Companies like ours, that are investing on-site, are creating a so-called ripple effect. This psychological effect indicates that every action initiates many other incidents, like ripples on the water. A statistic by the World Bank clearly shows that every job in the processing sector of agricultural products, creates another 2,8 jobs in the supply business. This illustrates that our chocolate has a tremendous social impact, with every bar. Something you should always keep in mind while you are enjoying a piece of our delicious chocolate.
Cardboard boxes are wonderful. The sight of perfectly stacked boxes, their slightly dusty smell, the very dry sound that is created by small movements and their rather rough texture which sends vibrations through your fingertips. It is okay, if you do not share our love for cardboard boxes. But have you ever thought about the fact, that without cardboard boxes trading would not be possible? No transportation, no sale and definitely no chocolate Made in Ghana in your hands (and mouths)?! – And just like that cardboard boxes start to become very attractive again!
We admit, until now, cardboard boxes were not part of our everyday thought processes but as soon as we met Safo Ntim, that quickly changed. He opened Ghana’s very first cardboard factory called Fon Packaging which is something we were very excited about. It meant that we can finally source our cardboard boxes directly from Ghana instead of importing them from Europe. Up to that point, there was no factory in Ghana that was able to produce as many cardboard boxes as we need. Let alone one that was able to produce according to the European food safety and quality standards. This is now changing because of Sofa’s company.
Economy factor cardboard
Apparently, the cardboard box industry is the third biggest industry in the world and makes nearly 500 billion US Dollar in sales per year. That seems very logical, since everything we use is packaged in cardboard boxes, whether it was send to a supermarket or directly to our home. Safo Ntim and his son Emanuel saw potential in this business. Originally, Safo imported exercise books but this was very expensive which is why he tried to produce them all by himself. Ever since, he only bought pre-cut paper from different countries and made his own books.

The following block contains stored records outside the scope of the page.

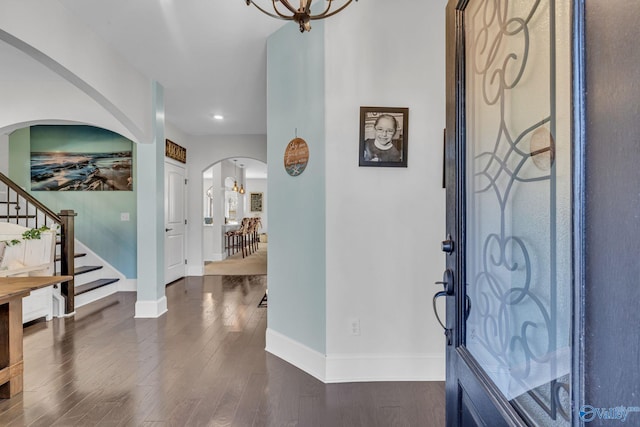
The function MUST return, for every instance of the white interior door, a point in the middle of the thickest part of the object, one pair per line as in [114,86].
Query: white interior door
[175,217]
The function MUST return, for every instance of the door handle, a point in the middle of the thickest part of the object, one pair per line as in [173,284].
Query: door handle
[435,308]
[447,245]
[447,281]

The new concept paid off: the demand for books was very high and even the State of Ghana became his customer. Safo was able to invest even more and his company grew more and more. For this reason, he dared to take the next big step: After realising that there was a lot of potential in the cardboard business, he invested 16 Million US Dollar to open his own cardboard box factory. Because of this huge investment, Safo was able to offer many well equipped and well-paid jobs. His company is successful and continuously growing. At this point, his son is managing the company.
Not only are we receiving our current outer cardboard boxes from him, but we are also currently developing a new packaging for our chocolate bars with him. We would love to obtain those from a producer in Ghana as well because we strongly believe in the positive ripple effect. Particularly, the way our local investments enable employers like Safo and Emanuel to hire more and more workers. On top of that, due to new local suppliers, new producers are likely to enter Ghana, which is an example of another positive effect.
In conclusion we can say: the more fairafric chocolate you eat, the more qualified jobs we can create.